A function is considered one-to-one when it maps each element of its domain to a unique element in its range. This means that no two different inputs will produce the same output. In mathematical terms, if \( f(a) = f(b) \), then \( a = b \) must hold true. One-to-one functions play a key role in finding inverses because only these types of functions have inverses that are also functions.

To verify if a function is one-to-one, we can employ the Horizontal Line Test. This test involves drawing horizontal lines through the graph of a function. If any horizontal line crosses the graph more than once, the function is not one-to-one. However, if each line intersects the graph at most once, then the function is one-to-one.

In working with inverse functions, understanding whether a function is one-to-one is crucial because the existence of an inverse function depends on this property.

Algebraic manipulation involves changing the form of an expression to simplify or solve equations. It is an essential skill for finding the inverse of a function. When we want to find the inverse, we typically need to express one variable in terms of another through a series of algebraic manipulations.

For the function \( f(x) = \frac{3}{x^3} - 1 \), we use a series of algebraic steps to isolate \( x \):

• Add 1 to both sides to start isolating the \( x \) term: \( y + 1 = \frac{3}{x^3} \).
• Next, multiply both sides by \( x^3 \) to eliminate the fraction: \( x^3(y + 1) = 3 \).
• Divide by \( y + 1 \) to solve for \( x^3 \): \( x^3 = \frac{3}{y + 1} \).
• Finally, apply the cube root to both sides to solve for \( x \): \( x = \left( \frac{3}{y + 1} \right)^{1/3} \).

These manipulations allow us to switch the roles of \( x \) and \( y \) and express the inverse function cleanly.

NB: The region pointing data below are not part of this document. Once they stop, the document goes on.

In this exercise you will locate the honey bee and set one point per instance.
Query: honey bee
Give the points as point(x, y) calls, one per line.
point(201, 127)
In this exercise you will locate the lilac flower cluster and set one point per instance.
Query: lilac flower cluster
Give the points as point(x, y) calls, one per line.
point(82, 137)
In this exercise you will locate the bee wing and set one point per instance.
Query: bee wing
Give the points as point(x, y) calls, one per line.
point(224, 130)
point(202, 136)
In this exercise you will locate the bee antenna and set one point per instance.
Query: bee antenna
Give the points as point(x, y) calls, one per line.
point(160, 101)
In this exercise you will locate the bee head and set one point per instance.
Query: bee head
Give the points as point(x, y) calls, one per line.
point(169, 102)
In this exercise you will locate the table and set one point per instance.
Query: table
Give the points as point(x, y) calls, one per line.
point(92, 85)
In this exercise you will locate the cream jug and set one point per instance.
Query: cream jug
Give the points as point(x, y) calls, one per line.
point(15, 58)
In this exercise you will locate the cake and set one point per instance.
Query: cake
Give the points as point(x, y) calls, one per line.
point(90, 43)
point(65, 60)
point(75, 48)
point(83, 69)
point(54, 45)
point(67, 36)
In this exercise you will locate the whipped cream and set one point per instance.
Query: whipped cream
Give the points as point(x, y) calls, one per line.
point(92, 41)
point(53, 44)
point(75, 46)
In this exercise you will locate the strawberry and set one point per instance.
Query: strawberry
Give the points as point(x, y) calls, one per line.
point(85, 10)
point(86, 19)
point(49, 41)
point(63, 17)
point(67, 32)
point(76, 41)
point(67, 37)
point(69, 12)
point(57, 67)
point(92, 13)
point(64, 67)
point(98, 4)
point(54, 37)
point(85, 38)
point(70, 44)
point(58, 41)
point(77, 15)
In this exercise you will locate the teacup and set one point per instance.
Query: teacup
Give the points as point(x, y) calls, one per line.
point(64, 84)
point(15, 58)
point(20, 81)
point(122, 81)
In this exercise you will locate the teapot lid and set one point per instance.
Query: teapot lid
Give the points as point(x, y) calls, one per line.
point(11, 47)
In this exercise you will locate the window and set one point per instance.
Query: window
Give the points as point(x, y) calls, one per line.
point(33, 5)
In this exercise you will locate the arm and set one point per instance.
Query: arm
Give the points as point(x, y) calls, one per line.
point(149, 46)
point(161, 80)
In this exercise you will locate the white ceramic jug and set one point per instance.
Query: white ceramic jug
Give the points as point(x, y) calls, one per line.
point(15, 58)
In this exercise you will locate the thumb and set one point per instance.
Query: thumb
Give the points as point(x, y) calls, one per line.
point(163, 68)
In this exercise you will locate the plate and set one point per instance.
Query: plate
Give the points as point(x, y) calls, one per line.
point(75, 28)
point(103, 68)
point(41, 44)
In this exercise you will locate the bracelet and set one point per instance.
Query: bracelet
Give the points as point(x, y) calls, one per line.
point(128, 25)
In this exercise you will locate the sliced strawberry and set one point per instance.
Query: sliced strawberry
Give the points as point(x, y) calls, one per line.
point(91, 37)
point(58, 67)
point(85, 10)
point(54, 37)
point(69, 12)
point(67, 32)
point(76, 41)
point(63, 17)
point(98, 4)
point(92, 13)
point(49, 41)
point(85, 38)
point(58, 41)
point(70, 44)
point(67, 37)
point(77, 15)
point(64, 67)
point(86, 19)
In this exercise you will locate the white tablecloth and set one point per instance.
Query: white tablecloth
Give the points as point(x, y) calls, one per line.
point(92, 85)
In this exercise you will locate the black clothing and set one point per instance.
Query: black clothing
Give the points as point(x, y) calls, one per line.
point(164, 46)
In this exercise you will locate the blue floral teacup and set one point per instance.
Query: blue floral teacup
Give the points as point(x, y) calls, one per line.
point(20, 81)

The concept of the identity function is foundational in understanding inverses. The identity function \( I(x) \) is simply \( x \). When a function \( f \) and its inverse \( f^{-1} \) are composed, they should return the identity function. This means

• \( f(f^{-1}(x)) = I(x) = x \)
• \( f^{-1}(f(x)) = I(x) = x \)

This characteristic is crucial because it confirms the functions effectively "undo" each other.

In the exercise we solved, our goal was to find \( f^{-1}(x) \) such that when it's composed with \( f(x) \), it results in the identity function \( x \). The steps of establishing \( y = f(x) \), isolating \( x \), and switching (\( x, y \)) roles lead us toward this goal, ensuring that \( f \circ f^{-1} \) yields the exact input that went in, verifying our inverse is correct.